With help from our family and friends we got packed and moved out within a month. Most of our stuff went to storage. Some of it went with us to move into my parents’ house until our new home was built. We lived with them for six months before being able to move into our new home in April of this year.

It was a nine-year process to get to this house. It wasn’t the house I thought I’d have when we started the process. It wasn’t where I thought we’d live. It wasn’t anything I dreamed of. And yet, it is perfect. It isn’t a mansion, but I don’t need a mansion. I call it my dream home, because it is. It is better than anything I had imagined. It fits our family well. It fits our needs. The location is terrific. The school system is a bonus we didn’t even need because our daughter got into an excellent school through the local university that allowed our son to go there as well when he started kindergarten. 

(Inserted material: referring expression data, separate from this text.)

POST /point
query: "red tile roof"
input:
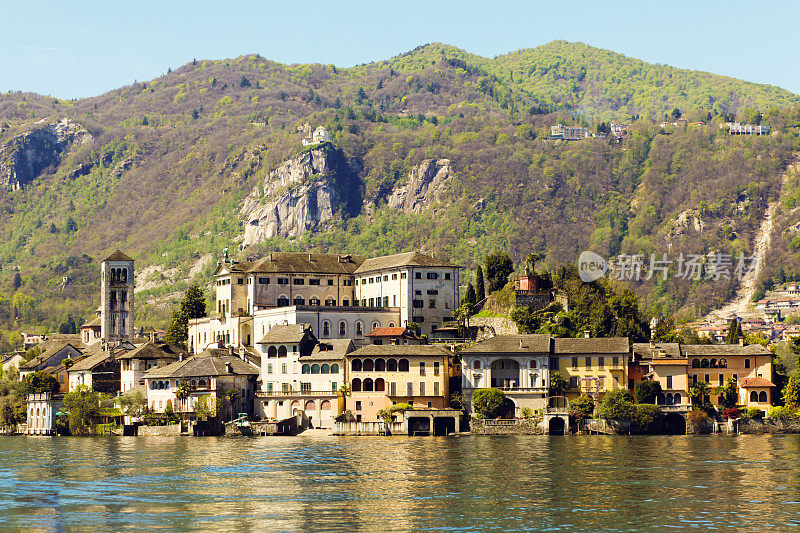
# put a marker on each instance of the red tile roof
(752, 383)
(387, 332)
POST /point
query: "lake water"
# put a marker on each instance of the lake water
(744, 483)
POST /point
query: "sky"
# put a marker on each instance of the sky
(85, 48)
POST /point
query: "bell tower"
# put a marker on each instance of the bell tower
(116, 297)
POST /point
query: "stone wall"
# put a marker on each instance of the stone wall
(159, 431)
(768, 425)
(519, 427)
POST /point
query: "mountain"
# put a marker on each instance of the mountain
(435, 149)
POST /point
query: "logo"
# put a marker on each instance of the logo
(591, 266)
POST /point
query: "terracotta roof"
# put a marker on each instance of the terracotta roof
(727, 350)
(117, 256)
(404, 350)
(286, 333)
(752, 383)
(591, 345)
(512, 344)
(401, 260)
(299, 263)
(387, 332)
(207, 363)
(330, 349)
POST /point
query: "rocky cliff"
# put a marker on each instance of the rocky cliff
(25, 156)
(301, 194)
(424, 187)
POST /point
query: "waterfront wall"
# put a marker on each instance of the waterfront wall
(159, 431)
(505, 427)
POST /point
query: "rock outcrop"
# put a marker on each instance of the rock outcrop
(23, 158)
(301, 194)
(424, 187)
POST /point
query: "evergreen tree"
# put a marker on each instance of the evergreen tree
(193, 305)
(480, 293)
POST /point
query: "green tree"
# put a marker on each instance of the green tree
(480, 291)
(558, 385)
(791, 393)
(192, 306)
(646, 391)
(728, 394)
(617, 405)
(488, 403)
(83, 405)
(498, 267)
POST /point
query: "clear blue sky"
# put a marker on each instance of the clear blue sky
(84, 48)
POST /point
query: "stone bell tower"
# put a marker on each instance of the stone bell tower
(116, 298)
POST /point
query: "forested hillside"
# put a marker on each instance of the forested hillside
(161, 168)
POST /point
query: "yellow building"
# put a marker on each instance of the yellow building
(382, 375)
(592, 366)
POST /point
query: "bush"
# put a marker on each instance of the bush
(755, 412)
(488, 403)
(731, 412)
(617, 405)
(647, 418)
(581, 408)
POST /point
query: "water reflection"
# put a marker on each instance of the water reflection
(312, 483)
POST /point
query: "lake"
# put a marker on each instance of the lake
(577, 483)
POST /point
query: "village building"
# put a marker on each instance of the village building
(210, 375)
(515, 364)
(592, 366)
(383, 375)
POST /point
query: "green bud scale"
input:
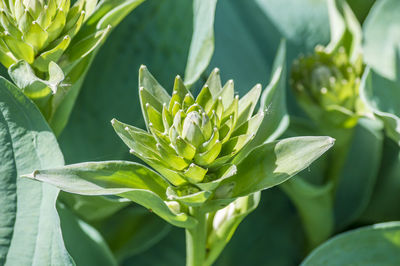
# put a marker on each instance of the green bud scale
(38, 31)
(328, 79)
(191, 140)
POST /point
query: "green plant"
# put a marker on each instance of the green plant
(202, 184)
(49, 45)
(327, 87)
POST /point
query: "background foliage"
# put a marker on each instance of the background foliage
(247, 34)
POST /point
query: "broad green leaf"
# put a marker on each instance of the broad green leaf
(84, 242)
(116, 10)
(30, 224)
(132, 230)
(202, 45)
(272, 163)
(382, 37)
(373, 245)
(125, 179)
(345, 28)
(361, 8)
(381, 206)
(315, 206)
(359, 173)
(273, 104)
(225, 222)
(382, 96)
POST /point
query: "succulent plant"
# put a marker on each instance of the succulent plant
(329, 80)
(38, 31)
(200, 182)
(189, 139)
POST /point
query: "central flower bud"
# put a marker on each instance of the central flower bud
(191, 140)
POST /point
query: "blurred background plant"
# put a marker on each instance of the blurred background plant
(246, 36)
(247, 33)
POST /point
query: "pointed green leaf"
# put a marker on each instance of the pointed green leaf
(202, 45)
(195, 173)
(84, 47)
(113, 17)
(272, 163)
(381, 37)
(193, 199)
(42, 60)
(86, 245)
(36, 36)
(57, 26)
(30, 228)
(125, 179)
(345, 29)
(6, 57)
(273, 104)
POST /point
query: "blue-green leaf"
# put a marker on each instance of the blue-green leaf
(126, 179)
(272, 163)
(202, 45)
(30, 233)
(373, 245)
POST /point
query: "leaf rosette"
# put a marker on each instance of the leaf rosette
(201, 150)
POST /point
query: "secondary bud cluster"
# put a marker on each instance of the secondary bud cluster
(37, 31)
(328, 79)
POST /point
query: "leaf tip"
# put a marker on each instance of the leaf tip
(32, 175)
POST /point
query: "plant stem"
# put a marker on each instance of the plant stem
(196, 239)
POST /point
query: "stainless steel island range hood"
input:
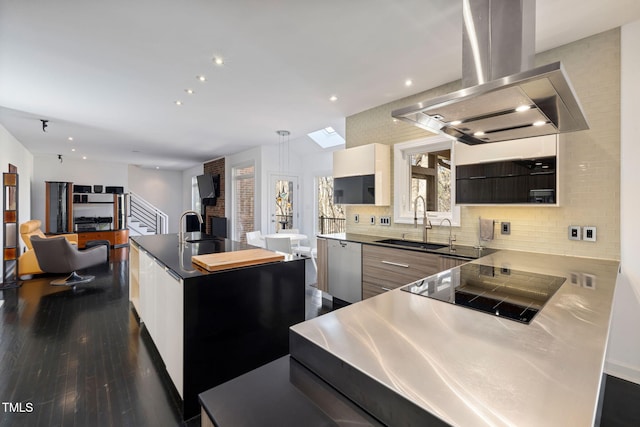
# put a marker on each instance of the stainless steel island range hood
(504, 98)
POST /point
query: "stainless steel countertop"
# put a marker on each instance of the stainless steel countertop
(471, 368)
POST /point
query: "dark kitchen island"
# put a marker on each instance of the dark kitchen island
(210, 327)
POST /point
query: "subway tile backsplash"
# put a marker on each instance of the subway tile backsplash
(589, 163)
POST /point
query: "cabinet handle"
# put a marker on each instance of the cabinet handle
(397, 264)
(173, 275)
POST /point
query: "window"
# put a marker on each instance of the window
(243, 201)
(195, 194)
(425, 169)
(331, 217)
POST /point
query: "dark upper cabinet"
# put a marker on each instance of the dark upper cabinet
(355, 190)
(519, 181)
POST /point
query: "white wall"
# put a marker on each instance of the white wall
(162, 188)
(187, 174)
(623, 357)
(314, 165)
(12, 151)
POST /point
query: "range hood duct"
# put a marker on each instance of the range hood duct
(504, 97)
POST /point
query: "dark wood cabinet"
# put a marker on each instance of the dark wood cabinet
(507, 182)
(58, 207)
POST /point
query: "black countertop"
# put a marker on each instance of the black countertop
(458, 251)
(165, 248)
(282, 393)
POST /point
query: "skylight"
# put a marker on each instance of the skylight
(326, 137)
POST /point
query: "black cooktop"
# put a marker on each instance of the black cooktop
(512, 294)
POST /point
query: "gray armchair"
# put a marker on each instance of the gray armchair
(57, 255)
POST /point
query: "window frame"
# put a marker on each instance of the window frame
(402, 152)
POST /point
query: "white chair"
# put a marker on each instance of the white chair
(253, 238)
(280, 244)
(310, 251)
(295, 244)
(289, 231)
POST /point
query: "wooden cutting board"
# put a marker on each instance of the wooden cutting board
(226, 260)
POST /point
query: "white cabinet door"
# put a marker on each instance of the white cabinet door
(146, 286)
(162, 312)
(134, 277)
(172, 290)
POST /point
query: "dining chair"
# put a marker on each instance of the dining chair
(310, 251)
(289, 231)
(294, 243)
(280, 244)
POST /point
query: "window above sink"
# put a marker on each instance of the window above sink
(425, 168)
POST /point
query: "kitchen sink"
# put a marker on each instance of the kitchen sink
(412, 244)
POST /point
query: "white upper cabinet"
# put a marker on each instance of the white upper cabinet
(371, 159)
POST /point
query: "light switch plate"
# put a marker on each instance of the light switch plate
(574, 232)
(505, 228)
(589, 234)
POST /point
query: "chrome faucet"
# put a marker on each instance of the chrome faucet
(181, 238)
(451, 239)
(425, 222)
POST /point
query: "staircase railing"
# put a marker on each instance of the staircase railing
(147, 214)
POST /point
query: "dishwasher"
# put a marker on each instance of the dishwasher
(345, 270)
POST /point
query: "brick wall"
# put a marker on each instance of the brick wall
(215, 167)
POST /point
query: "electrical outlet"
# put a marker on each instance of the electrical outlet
(505, 228)
(588, 281)
(589, 234)
(574, 232)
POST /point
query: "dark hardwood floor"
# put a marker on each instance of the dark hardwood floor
(78, 358)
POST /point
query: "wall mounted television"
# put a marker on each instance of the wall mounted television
(209, 186)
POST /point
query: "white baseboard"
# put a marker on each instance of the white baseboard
(620, 370)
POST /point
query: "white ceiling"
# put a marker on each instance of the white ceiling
(108, 73)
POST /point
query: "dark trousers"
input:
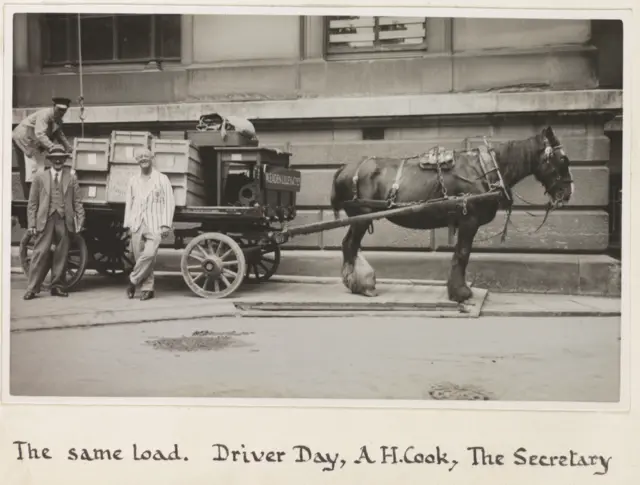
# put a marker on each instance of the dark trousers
(55, 231)
(17, 152)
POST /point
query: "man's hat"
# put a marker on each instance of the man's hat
(62, 102)
(144, 154)
(57, 151)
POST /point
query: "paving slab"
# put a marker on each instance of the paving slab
(102, 301)
(596, 275)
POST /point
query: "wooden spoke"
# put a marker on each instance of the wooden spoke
(211, 278)
(262, 261)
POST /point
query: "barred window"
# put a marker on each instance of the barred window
(110, 38)
(375, 34)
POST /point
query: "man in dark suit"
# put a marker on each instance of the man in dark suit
(36, 135)
(54, 213)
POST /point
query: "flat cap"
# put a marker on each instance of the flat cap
(64, 102)
(145, 154)
(57, 151)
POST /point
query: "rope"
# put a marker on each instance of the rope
(81, 97)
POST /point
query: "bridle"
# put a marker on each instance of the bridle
(549, 151)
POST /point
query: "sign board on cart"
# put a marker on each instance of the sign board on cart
(282, 179)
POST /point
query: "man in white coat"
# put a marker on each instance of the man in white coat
(149, 210)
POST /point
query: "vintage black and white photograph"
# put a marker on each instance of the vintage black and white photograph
(372, 205)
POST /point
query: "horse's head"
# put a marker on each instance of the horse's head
(552, 169)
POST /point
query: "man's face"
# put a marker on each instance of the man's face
(58, 162)
(145, 163)
(59, 112)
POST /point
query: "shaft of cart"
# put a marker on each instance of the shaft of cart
(286, 234)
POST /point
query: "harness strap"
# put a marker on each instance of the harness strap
(355, 179)
(393, 194)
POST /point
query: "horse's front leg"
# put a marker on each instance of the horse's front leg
(357, 275)
(457, 286)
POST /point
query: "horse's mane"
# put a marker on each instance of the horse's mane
(516, 158)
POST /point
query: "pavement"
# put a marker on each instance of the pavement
(100, 300)
(575, 274)
(570, 359)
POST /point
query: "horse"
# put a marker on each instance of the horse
(374, 184)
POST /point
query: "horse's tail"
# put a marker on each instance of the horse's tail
(336, 204)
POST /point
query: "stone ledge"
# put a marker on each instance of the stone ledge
(379, 106)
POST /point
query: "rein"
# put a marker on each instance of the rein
(549, 207)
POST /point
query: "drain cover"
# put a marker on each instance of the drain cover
(200, 340)
(342, 306)
(453, 392)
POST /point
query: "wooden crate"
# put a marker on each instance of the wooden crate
(187, 189)
(17, 192)
(118, 181)
(125, 145)
(177, 156)
(93, 186)
(91, 154)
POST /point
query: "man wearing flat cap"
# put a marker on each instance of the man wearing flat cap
(54, 214)
(36, 135)
(148, 214)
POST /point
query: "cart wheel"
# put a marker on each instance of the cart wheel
(213, 265)
(262, 262)
(111, 249)
(76, 260)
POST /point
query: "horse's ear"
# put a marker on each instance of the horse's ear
(549, 134)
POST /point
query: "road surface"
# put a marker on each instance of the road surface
(495, 358)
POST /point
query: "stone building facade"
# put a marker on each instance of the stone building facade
(332, 89)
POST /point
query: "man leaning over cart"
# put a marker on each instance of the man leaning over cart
(148, 214)
(36, 136)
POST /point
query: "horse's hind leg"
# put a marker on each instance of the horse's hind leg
(357, 275)
(457, 285)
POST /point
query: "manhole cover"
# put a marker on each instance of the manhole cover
(200, 340)
(453, 392)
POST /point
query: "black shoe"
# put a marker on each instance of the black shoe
(131, 290)
(58, 292)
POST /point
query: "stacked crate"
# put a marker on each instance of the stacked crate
(125, 145)
(90, 160)
(104, 167)
(180, 161)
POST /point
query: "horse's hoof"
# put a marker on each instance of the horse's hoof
(460, 294)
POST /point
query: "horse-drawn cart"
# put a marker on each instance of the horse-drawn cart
(245, 197)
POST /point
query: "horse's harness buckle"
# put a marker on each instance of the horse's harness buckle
(487, 151)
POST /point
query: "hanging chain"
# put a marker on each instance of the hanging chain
(441, 180)
(81, 97)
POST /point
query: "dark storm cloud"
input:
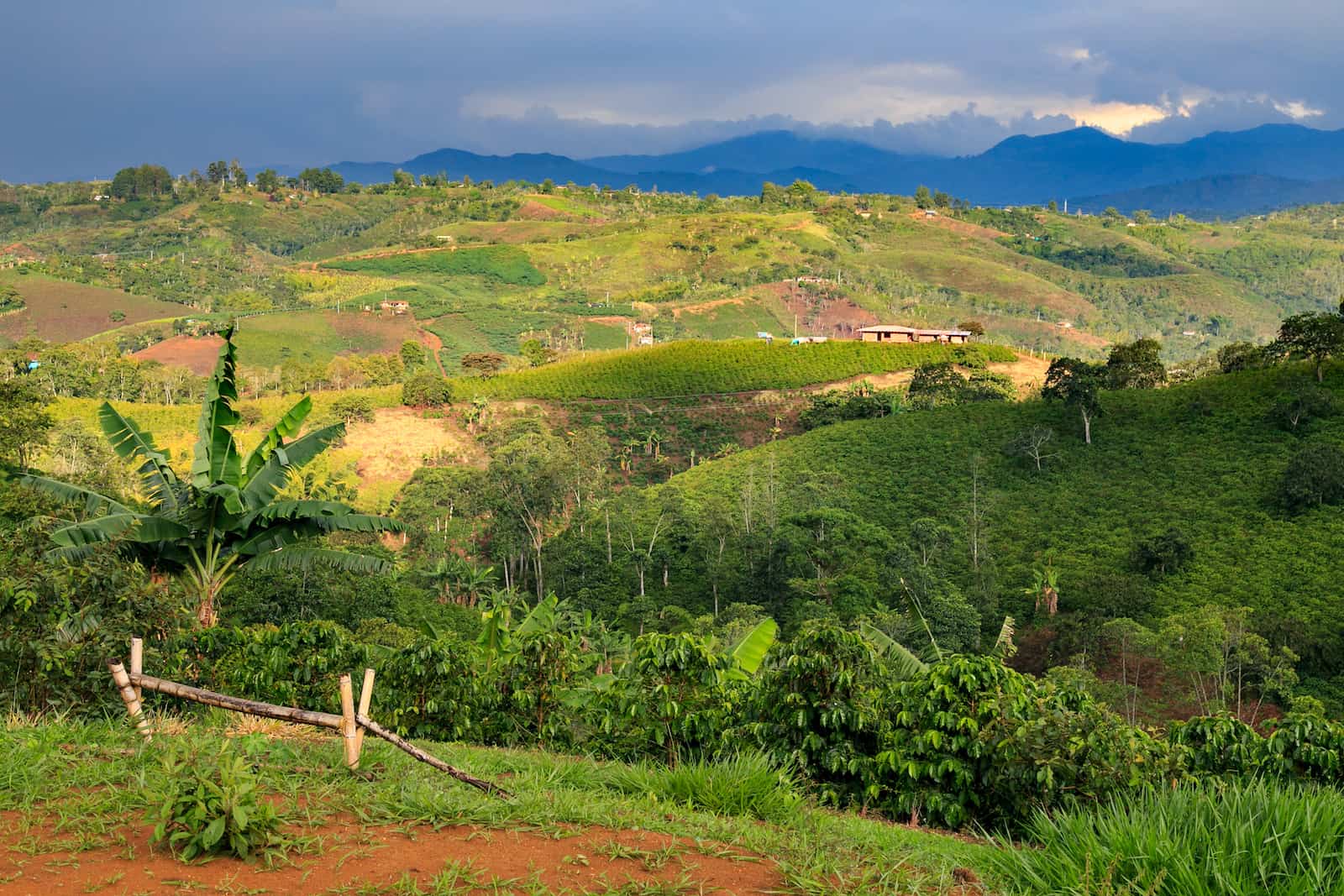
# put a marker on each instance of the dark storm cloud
(89, 87)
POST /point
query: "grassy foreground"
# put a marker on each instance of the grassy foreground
(73, 810)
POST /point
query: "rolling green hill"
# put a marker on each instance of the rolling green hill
(517, 264)
(1202, 458)
(716, 369)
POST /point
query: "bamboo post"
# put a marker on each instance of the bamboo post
(239, 705)
(127, 685)
(349, 728)
(128, 696)
(138, 661)
(366, 698)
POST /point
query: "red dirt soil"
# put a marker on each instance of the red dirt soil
(349, 857)
(534, 210)
(197, 354)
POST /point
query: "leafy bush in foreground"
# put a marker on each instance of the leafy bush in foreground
(1256, 839)
(208, 805)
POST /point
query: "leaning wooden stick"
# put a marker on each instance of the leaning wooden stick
(349, 730)
(289, 714)
(378, 731)
(128, 696)
(239, 705)
(138, 660)
(366, 698)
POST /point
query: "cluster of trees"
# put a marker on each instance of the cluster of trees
(145, 181)
(323, 181)
(1079, 383)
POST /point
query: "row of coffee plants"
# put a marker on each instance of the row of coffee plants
(965, 741)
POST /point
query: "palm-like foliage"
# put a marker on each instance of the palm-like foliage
(226, 513)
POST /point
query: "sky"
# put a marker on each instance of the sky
(87, 87)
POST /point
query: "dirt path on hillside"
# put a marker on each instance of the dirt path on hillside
(346, 856)
(434, 344)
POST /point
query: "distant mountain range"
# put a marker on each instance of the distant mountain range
(1221, 174)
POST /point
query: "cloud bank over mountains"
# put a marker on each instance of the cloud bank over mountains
(299, 81)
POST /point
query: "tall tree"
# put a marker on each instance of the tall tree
(226, 515)
(1314, 336)
(268, 181)
(1136, 364)
(1077, 385)
(24, 421)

It was a wait. It was a long wait, and I wasn’t good at being patient. I’d love to say I knew all along when God kept closing the doors that He had something better in store. My head knew it, but my heart didn’t feel it. I felt discouraged and downtrodden so often throughout the entire process. I was ready to give up and not dare hope or dream for more. I didn’t see where I was going. I have a feeling if I’d been an Israelite wandering through the desert for 40 years with Moses, I’d have been on the Committee of Complaints and Doubts.

But, you know what? God showed up. God knew nine years ago exactly where He was leading us. He knew what would be best for our family before we could even begin to think of it. He knew. I’m left in my new house in awe. I’m left praising God! I’m left trusting Him. And I’m left marveling at His gifts, which are truly beyond what I deserve. I am thankful for His grace and mercy.

I share this long story because I want to encourage you if you are in a season of waiting where you’ve been praying, waiting and spinning your wheels. Even when we know waiting is God’s will, it can be so very hard. I have another much, much more serious situation that I’m waiting for an answer to. It’s been three and a half years and so far we don’t have an answer, but I trust God has a plan. He always does even when we can’t see it. He has a plan even when we whine and grouse because it doesn’t look like we thought it would. 

My friend, if you are in a season of waiting right now, know that God hasn’t forgotten you. He isn’t hanging you out to dry or leaving you flailing in the wind. He is with you and He is working in ways you can’t even imagine. He does have plans for you and hope for your future (see Jeremiah 29:11). He has plans for your good and not your decimation. He is there, my friend. Just keep hanging on and watching for Him.